“Per prepararsi alle sfide future, i governi devono adottare infatti misure proattive per valutare le vulnerabilità. Insieme alle imprese e agli investitori, devono investire nell’adattamento e nella resilienza (qualità delle infrastrutture, conservazione delle risorse vitali, ecc.) che, secondo le Nazioni Unite, rappresentano attualmente solo il 21% dei finanziamenti internazionali per il clima. I governi possono anche affrontare le disuguaglianze fornendo sostegno finanziario alle popolazioni vulnerabili. Dovrebbero intervenire promuovendo la copertura assicurativa e la creazione di sistemi di microassicurazione, che ridurrebbero l’impatto degli shock sulle finanze pubbliche. Per le imprese, infine, si tratta di adeguare le loro pratiche per ridurre l’impatto ambientale, coinvolgendo la parte a monte della catena del valore, i lavoratori e le comunità locali per garantire una giusta transizione”. Sono queste le conclusioni a cui giunge Céline Zanella, Sustainable investment research analyst di Crédit Mutuel Asset Management, in un’analisi sulle diseguaglianze economiche e sociali che emergono tra i paesi ad alto e basso reddito in seguito alle catastrofi naturali. Queste, secondo la vision di Zanella, evidenziano l’urgenza dell’adattamento al cambiamento climatico e sottolineano l’importanza della “giustizia climatica”.
I rischi del cambiamento climatico per i Paesi a basso reddito
Nei Paesi a basso reddito, spiega Zanella, è particolarmente difficile valutare l’impatto degli eventi climatici, soprattutto per quanto riguarda i disastri ad insorgenza lenta come la siccità e le ondate di calore. E generalmente i costi indiretti, come quelli sociali – che spesso sono considerevoli e includono perdite umane, sofferenze, sfollamento di popolazioni, scomparsa del patrimonio culturale e perdita dei mezzi di sussistenza – non sono inclusi nella stima.
La “giustizia climatica”
“Queste disuguaglianze evidenziano l’urgenza dell’adattamento al cambiamento climatico e sottolineano l’importanza della ‘giustizia climatica’ – spiega Zanella – un concetto che si riferisce all’impatto del cambiamento climatico sulle popolazioni, al di là dei soli effetti ambientali o fisici”.
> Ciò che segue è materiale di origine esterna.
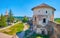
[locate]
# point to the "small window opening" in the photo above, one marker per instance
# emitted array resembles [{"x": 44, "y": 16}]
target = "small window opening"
[{"x": 46, "y": 11}]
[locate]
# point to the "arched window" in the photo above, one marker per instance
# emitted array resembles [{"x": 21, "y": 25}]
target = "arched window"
[
  {"x": 44, "y": 20},
  {"x": 46, "y": 11}
]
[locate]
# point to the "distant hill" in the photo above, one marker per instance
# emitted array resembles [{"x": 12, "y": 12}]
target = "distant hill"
[{"x": 20, "y": 17}]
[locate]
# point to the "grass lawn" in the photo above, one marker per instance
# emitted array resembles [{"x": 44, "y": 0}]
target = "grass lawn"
[
  {"x": 34, "y": 35},
  {"x": 14, "y": 29}
]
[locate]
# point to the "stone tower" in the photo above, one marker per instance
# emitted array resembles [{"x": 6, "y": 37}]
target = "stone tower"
[
  {"x": 41, "y": 15},
  {"x": 6, "y": 13}
]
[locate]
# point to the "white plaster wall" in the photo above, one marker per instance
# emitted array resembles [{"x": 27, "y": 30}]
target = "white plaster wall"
[{"x": 42, "y": 11}]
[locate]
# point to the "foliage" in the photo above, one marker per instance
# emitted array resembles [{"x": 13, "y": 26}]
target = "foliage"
[
  {"x": 34, "y": 35},
  {"x": 57, "y": 20},
  {"x": 25, "y": 19},
  {"x": 10, "y": 17},
  {"x": 3, "y": 21},
  {"x": 14, "y": 29}
]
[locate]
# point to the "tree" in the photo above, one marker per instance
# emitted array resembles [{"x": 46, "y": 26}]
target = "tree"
[
  {"x": 11, "y": 17},
  {"x": 3, "y": 21},
  {"x": 25, "y": 19}
]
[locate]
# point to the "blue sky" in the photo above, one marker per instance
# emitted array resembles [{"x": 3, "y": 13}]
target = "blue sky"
[{"x": 23, "y": 7}]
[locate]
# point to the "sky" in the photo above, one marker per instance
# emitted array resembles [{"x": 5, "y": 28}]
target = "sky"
[{"x": 23, "y": 7}]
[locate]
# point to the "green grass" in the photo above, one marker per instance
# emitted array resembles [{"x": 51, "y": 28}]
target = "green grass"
[
  {"x": 34, "y": 35},
  {"x": 14, "y": 29}
]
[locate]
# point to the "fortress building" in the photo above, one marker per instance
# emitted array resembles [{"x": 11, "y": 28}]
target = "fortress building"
[{"x": 42, "y": 14}]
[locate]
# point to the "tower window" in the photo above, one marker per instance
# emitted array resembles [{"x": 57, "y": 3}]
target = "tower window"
[
  {"x": 46, "y": 11},
  {"x": 35, "y": 18},
  {"x": 44, "y": 20}
]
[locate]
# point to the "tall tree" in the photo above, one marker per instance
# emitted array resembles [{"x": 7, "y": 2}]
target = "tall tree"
[
  {"x": 25, "y": 19},
  {"x": 11, "y": 17},
  {"x": 3, "y": 21}
]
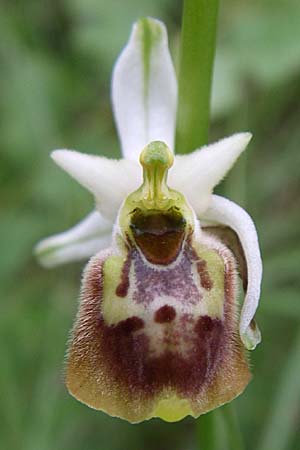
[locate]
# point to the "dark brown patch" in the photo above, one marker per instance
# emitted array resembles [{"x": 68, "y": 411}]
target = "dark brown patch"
[
  {"x": 127, "y": 355},
  {"x": 159, "y": 234},
  {"x": 165, "y": 314},
  {"x": 205, "y": 279},
  {"x": 123, "y": 286}
]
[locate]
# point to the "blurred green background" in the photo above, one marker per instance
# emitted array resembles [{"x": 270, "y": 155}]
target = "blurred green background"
[{"x": 56, "y": 60}]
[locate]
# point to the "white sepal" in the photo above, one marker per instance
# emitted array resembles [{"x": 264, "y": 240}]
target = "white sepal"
[
  {"x": 223, "y": 211},
  {"x": 109, "y": 180},
  {"x": 83, "y": 240},
  {"x": 196, "y": 174},
  {"x": 144, "y": 89}
]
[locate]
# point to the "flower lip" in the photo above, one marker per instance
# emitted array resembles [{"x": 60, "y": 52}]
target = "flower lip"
[{"x": 158, "y": 234}]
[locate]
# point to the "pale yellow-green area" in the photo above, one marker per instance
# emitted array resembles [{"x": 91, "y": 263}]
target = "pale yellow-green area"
[
  {"x": 154, "y": 193},
  {"x": 172, "y": 409},
  {"x": 114, "y": 308},
  {"x": 214, "y": 299}
]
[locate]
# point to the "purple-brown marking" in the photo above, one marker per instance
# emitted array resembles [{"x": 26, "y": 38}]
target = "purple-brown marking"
[
  {"x": 176, "y": 282},
  {"x": 128, "y": 358},
  {"x": 123, "y": 286},
  {"x": 159, "y": 235},
  {"x": 165, "y": 314}
]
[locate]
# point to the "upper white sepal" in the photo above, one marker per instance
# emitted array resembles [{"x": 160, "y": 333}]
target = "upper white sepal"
[
  {"x": 196, "y": 174},
  {"x": 83, "y": 240},
  {"x": 109, "y": 180}
]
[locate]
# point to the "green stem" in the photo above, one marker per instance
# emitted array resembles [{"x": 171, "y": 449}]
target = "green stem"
[
  {"x": 197, "y": 53},
  {"x": 234, "y": 436},
  {"x": 206, "y": 431}
]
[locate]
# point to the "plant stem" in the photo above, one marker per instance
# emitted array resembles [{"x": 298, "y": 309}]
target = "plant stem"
[
  {"x": 234, "y": 436},
  {"x": 206, "y": 431},
  {"x": 197, "y": 53}
]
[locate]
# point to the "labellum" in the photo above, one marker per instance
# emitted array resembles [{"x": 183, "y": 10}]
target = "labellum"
[{"x": 157, "y": 333}]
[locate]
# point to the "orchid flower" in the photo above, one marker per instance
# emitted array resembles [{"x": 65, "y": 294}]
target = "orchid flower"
[{"x": 159, "y": 332}]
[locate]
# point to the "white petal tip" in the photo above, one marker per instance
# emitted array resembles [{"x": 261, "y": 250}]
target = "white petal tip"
[
  {"x": 61, "y": 155},
  {"x": 245, "y": 137},
  {"x": 252, "y": 336}
]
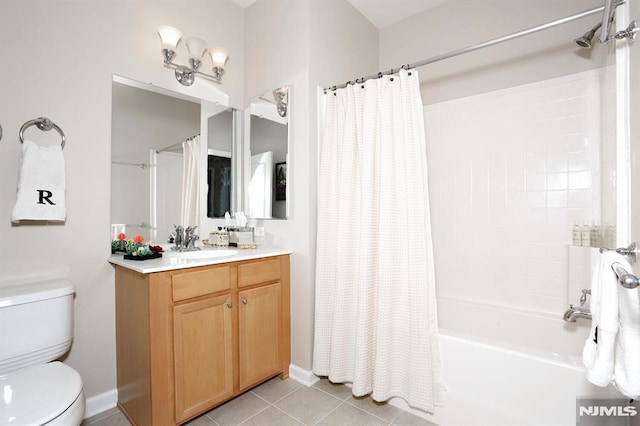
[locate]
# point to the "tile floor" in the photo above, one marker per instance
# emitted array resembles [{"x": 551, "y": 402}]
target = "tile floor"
[{"x": 286, "y": 402}]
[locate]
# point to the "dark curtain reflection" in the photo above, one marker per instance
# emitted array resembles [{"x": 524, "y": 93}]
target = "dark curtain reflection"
[{"x": 219, "y": 182}]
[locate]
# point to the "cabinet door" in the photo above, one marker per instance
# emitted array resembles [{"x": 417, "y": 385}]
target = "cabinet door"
[
  {"x": 202, "y": 355},
  {"x": 260, "y": 333}
]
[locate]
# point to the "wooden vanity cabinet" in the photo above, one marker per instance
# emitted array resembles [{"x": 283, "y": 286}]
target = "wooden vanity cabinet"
[{"x": 191, "y": 339}]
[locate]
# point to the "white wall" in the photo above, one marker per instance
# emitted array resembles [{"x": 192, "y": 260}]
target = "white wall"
[
  {"x": 457, "y": 24},
  {"x": 304, "y": 44},
  {"x": 634, "y": 104},
  {"x": 66, "y": 53},
  {"x": 511, "y": 171},
  {"x": 477, "y": 229}
]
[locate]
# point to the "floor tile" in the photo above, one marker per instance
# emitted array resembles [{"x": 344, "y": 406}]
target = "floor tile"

Le differenze tra Paesi ad alto e a basso reddito
Se in termini assoluti l’impatto economico dei cambiamenti climatici è maggiore nei Paesi ad alto reddito, spiega l’esperta, poiché il valore delle infrastrutture e delle abitazioni tende ad essere più elevato, questi Paesi hanno anche maggiori probabilità di avere una copertura con sistemi assicurativi, il che rende l’impatto finanziario più facile da quantificare. Quanto alle conseguenze sociali, sono invece tipicamente più elevate nei Paesi a basso reddito, anche se meno quantificabili. “Queste popolazioni hanno meno beni – sottolinea Zanella – meno copertura assicurativa e generalmente un accesso limitato ai servizi pubblici”.
L’analisi attraverso le coperture assicurative
Un altro modo per affrontare queste disuguaglianze è quello di esaminare più da vicino la questione della copertura assicurativa, e anche in questo caso a essere penalizzate sono soprattutto le popolazioni più vulnerabili, che non possono permettersi un’assicurazione o un trasferimento.
“La mancanza di copertura assicurativa compromette anche il profilo creditizio dei mutuatari, imprese incluse – argomenta Zanella – rendendo più difficile la fase di ricostruzione. Inoltre, evidenzia le disuguaglianze tra i Paesi”.
I dati di Swiss Re
Secondo i dati raccolti da Swiss Re su un periodo di 10 anni, tra il 2014 e il 2023, il “gap di protezione” legato alle catastrofi naturali, che si riferisce alla differenza tra i danni assicurati e quelli non assicurati, è molto maggiore in Asia (85%) e America Latina (80%) rispetto al Nord America (43%). Ma il divario è significativo anche per la regione EMEA (70%), dove è maggiore nei Paesi emergenti rispetto a quelli avanzati.